こうした学生の動きに適合した板書をするためには,板書の下書きを作っていくことが最も効果的です。授業しながら思いつきで板書していくのではなく,事前に準備した下書きに基づいて板書していくと,しっかりとした構成を持った板書をすることができます。授業準備をきちんとしているなら下書きを作るのは簡単なことですし,逆に授業準備をあまりしていない場合は,下書きを作ることが非常に有効な授業準備になります。

おわりに

よい授業を行うためには,教員が自信を持って教えることがとても大切です。自分の教育能力や授業技術に自信を持っていないときは,不思議と学生からすぐに見抜かれてしまうものです。
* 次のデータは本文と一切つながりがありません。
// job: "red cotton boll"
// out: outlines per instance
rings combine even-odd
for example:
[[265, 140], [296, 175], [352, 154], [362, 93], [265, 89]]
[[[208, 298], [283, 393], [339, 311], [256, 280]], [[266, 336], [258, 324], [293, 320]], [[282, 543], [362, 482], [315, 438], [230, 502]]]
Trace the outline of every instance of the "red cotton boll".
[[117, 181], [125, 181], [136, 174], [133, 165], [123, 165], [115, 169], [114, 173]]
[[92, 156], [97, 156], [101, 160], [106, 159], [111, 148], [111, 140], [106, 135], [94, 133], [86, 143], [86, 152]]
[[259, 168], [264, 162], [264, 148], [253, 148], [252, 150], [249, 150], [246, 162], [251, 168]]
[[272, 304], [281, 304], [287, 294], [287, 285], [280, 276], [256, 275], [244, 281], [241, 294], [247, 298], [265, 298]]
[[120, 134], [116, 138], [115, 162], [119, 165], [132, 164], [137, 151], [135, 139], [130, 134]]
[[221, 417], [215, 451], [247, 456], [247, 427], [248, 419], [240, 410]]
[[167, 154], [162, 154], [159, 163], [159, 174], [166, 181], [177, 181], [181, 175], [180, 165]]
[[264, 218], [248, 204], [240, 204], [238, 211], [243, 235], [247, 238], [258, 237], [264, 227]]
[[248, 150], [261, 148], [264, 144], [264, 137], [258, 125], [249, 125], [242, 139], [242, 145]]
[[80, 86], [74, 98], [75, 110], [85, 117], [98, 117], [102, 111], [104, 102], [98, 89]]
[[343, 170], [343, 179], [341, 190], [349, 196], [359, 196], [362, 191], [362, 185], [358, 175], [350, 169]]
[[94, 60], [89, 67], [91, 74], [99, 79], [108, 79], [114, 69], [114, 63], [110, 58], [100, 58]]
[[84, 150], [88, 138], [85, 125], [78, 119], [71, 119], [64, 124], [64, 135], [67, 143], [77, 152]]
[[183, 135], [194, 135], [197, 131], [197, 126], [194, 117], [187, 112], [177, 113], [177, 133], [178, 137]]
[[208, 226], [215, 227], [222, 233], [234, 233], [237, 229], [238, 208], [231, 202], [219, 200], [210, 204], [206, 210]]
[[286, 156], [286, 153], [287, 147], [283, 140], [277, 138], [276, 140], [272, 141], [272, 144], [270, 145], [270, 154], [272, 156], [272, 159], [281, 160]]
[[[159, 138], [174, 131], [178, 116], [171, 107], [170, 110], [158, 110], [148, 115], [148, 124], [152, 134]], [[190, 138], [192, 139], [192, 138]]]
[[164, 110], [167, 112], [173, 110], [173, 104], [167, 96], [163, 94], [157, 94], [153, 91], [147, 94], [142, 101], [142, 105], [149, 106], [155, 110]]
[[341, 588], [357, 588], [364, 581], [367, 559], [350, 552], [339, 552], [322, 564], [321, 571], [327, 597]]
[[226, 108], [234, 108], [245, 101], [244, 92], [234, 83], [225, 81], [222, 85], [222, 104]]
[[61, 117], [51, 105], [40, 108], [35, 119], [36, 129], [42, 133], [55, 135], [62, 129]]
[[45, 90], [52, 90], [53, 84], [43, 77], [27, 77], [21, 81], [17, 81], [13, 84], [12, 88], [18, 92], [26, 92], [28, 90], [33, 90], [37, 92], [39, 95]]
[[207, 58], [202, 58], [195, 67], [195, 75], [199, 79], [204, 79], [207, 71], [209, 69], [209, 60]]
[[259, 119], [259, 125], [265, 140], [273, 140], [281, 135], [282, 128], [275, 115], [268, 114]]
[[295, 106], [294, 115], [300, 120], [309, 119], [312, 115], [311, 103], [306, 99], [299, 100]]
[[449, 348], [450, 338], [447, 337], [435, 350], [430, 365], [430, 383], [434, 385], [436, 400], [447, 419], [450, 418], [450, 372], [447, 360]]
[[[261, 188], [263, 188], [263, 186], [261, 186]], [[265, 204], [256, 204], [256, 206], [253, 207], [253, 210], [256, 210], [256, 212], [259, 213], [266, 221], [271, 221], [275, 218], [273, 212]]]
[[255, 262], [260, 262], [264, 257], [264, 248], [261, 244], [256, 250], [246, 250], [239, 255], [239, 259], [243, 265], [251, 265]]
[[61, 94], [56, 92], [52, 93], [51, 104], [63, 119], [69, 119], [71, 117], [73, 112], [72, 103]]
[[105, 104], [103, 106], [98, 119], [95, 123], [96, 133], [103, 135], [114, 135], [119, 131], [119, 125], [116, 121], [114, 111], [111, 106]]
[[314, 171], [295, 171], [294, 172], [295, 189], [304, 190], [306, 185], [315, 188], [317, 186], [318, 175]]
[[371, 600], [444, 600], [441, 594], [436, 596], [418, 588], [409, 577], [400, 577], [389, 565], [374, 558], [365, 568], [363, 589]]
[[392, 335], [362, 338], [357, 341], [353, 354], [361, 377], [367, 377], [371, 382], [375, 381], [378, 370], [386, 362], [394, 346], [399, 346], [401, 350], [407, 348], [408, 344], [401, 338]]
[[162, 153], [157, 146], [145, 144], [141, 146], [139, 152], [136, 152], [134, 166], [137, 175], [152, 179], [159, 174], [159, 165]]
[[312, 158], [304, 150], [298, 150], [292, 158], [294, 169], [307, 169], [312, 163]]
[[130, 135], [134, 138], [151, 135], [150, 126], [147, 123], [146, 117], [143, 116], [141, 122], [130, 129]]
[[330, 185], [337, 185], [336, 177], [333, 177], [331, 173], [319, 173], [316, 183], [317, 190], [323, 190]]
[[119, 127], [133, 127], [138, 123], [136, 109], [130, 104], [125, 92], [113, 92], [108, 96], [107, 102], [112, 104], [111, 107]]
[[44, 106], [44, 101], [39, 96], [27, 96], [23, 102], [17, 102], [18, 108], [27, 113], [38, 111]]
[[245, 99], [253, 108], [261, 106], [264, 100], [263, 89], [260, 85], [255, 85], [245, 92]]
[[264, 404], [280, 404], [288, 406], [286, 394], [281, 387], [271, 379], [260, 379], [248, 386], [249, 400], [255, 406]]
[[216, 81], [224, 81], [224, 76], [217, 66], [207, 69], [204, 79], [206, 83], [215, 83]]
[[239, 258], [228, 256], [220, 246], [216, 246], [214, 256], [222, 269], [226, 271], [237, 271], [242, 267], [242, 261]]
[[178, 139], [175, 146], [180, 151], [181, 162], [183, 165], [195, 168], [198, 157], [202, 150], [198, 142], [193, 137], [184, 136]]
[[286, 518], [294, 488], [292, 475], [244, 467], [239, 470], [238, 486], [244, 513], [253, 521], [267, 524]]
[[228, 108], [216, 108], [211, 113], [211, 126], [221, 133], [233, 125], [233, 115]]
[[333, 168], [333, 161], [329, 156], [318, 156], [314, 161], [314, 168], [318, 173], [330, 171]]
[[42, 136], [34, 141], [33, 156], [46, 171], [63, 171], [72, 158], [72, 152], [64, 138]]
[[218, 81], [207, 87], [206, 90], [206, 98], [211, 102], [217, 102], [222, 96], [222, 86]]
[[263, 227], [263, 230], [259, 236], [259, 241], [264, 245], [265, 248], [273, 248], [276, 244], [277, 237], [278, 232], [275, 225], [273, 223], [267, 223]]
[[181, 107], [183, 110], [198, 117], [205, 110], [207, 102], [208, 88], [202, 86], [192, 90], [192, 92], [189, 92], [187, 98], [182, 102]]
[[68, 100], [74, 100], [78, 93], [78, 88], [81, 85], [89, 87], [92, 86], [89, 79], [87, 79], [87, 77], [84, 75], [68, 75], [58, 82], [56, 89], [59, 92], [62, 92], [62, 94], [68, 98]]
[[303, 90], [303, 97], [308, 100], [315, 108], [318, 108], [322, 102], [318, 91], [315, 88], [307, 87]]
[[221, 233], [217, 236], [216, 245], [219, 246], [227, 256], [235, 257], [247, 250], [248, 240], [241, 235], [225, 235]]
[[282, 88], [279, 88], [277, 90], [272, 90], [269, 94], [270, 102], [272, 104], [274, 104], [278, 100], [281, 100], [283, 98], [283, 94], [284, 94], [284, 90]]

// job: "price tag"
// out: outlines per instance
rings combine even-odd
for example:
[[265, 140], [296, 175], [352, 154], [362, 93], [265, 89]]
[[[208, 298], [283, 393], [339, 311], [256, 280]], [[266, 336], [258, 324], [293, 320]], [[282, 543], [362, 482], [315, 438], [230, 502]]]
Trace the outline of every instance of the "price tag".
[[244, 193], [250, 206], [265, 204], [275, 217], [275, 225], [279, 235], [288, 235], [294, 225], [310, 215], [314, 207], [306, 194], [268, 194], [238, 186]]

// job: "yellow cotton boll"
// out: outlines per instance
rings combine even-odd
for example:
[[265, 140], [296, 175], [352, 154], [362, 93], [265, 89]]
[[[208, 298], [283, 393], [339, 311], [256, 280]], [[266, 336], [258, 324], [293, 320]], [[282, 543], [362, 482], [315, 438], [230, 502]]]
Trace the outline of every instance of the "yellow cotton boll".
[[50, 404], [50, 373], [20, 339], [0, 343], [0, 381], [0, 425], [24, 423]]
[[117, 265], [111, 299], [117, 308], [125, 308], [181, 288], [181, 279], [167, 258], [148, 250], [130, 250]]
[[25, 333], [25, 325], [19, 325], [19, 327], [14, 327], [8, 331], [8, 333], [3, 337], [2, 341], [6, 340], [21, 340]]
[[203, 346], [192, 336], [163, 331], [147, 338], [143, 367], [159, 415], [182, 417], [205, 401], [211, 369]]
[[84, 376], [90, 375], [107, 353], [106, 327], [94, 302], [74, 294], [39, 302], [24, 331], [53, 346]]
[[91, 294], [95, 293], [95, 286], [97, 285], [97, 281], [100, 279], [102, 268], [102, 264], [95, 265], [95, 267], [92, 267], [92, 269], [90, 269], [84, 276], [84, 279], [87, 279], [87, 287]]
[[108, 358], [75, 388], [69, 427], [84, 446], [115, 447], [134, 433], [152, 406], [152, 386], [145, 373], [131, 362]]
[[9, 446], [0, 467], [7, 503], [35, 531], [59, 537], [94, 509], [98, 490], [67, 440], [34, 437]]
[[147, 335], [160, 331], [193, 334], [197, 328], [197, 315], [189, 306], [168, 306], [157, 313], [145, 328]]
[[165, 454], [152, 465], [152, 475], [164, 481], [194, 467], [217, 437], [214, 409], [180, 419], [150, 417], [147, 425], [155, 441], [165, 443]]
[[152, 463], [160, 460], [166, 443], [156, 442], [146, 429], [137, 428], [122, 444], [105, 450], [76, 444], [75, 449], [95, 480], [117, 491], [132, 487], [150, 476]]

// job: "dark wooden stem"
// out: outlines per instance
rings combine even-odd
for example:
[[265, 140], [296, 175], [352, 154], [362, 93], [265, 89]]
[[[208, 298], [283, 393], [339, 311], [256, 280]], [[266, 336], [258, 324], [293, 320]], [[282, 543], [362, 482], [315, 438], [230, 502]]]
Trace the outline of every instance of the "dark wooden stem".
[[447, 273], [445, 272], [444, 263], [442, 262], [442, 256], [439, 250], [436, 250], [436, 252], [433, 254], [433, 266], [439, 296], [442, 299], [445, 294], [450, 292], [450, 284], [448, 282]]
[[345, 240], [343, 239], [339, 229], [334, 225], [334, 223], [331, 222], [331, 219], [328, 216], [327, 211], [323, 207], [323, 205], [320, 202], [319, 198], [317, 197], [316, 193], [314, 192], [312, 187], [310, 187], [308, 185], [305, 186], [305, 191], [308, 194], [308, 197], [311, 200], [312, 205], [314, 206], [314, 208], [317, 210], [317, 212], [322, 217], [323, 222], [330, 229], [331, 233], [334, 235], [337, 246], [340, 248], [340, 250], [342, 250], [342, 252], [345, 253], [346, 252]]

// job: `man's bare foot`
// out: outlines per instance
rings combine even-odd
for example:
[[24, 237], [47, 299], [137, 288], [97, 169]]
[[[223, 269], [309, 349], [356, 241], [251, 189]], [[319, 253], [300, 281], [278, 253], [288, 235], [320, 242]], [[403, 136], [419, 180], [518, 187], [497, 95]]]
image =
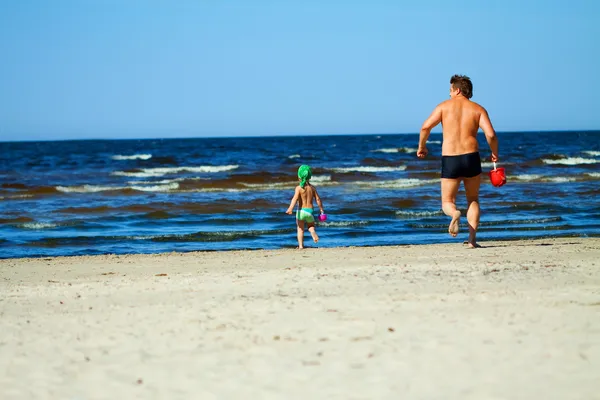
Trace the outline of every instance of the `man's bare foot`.
[[458, 235], [459, 222], [460, 211], [456, 210], [452, 216], [452, 221], [450, 221], [450, 225], [448, 226], [448, 233], [450, 236], [456, 237], [456, 235]]
[[479, 248], [481, 248], [481, 245], [477, 244], [476, 242], [467, 242], [467, 245], [469, 246], [470, 249], [479, 249]]
[[296, 250], [304, 250], [304, 246], [298, 246], [296, 247]]

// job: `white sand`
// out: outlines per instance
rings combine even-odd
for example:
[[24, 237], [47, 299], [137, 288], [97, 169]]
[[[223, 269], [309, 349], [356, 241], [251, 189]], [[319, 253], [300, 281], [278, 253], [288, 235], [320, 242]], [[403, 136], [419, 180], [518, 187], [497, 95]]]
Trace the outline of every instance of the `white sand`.
[[0, 399], [600, 399], [600, 239], [485, 245], [0, 260]]

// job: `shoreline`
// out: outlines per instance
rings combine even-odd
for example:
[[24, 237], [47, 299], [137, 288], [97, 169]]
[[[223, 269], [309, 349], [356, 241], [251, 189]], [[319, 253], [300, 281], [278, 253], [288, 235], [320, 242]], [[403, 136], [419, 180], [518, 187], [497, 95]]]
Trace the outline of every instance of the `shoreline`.
[[[478, 241], [477, 243], [481, 245], [481, 249], [486, 248], [494, 248], [497, 246], [505, 246], [509, 247], [512, 243], [520, 243], [517, 246], [525, 246], [529, 244], [535, 244], [537, 242], [553, 242], [553, 241], [573, 241], [573, 240], [598, 240], [600, 241], [600, 236], [551, 236], [544, 238], [511, 238], [511, 239], [502, 239], [502, 240], [484, 240]], [[440, 241], [436, 243], [408, 243], [408, 244], [383, 244], [383, 245], [363, 245], [363, 246], [336, 246], [336, 247], [317, 247], [315, 246], [310, 238], [310, 234], [307, 232], [304, 238], [305, 249], [307, 251], [335, 251], [335, 250], [345, 250], [345, 249], [372, 249], [372, 248], [409, 248], [416, 246], [459, 246], [463, 245], [466, 248], [467, 241], [466, 239], [461, 243], [459, 240], [448, 239], [447, 241]], [[308, 245], [306, 244], [308, 242]], [[483, 244], [482, 244], [483, 243]], [[263, 248], [245, 248], [245, 249], [206, 249], [206, 250], [189, 250], [189, 251], [164, 251], [160, 253], [103, 253], [103, 254], [83, 254], [83, 255], [60, 255], [60, 256], [51, 256], [51, 255], [39, 255], [39, 256], [28, 256], [28, 257], [0, 257], [0, 264], [2, 262], [8, 261], [33, 261], [39, 259], [72, 259], [72, 258], [94, 258], [94, 257], [134, 257], [134, 256], [163, 256], [163, 255], [185, 255], [185, 254], [204, 254], [204, 253], [253, 253], [253, 252], [279, 252], [279, 251], [298, 251], [298, 249], [293, 245], [287, 245], [281, 248], [276, 249], [263, 249]], [[1, 265], [0, 265], [1, 266]]]
[[484, 246], [3, 259], [0, 397], [599, 398], [600, 238]]

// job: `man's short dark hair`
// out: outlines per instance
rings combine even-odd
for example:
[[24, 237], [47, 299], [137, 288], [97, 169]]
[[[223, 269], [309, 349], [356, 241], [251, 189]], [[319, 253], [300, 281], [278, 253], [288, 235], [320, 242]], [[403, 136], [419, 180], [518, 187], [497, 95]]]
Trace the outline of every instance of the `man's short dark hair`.
[[450, 78], [450, 84], [454, 89], [460, 89], [460, 92], [467, 99], [473, 97], [473, 83], [471, 83], [471, 78], [466, 75], [453, 75]]

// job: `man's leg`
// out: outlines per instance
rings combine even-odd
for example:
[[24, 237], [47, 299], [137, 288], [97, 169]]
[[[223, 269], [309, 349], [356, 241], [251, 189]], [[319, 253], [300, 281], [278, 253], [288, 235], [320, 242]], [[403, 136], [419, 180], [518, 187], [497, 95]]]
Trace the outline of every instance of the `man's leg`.
[[298, 248], [304, 248], [304, 221], [296, 220], [298, 226]]
[[467, 192], [467, 221], [469, 221], [469, 247], [479, 247], [477, 244], [477, 228], [479, 228], [479, 186], [481, 175], [464, 179], [465, 192]]
[[456, 209], [456, 195], [460, 187], [460, 179], [442, 178], [442, 210], [452, 218], [448, 226], [448, 233], [452, 237], [458, 234], [460, 211]]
しかし,その一方で私たちは「授業がうまくいっていないのではないか」「理解していない学生がいるのではないか」という恐れも,常に持っていなければなりません。

教員が自信を持って教育するということは,自分の教育能力を疑わないことではなく,逆に自分の教育能力を疑い,自分の教育の欠点や問題点を客観的に認識した上で,必要な努力や研鑽を十分に積んでいるという事実から自信を得ていくことではないでしょうか。そうした努力のための基礎資料として「学生による授業評価」の結果が活用されることを期待します。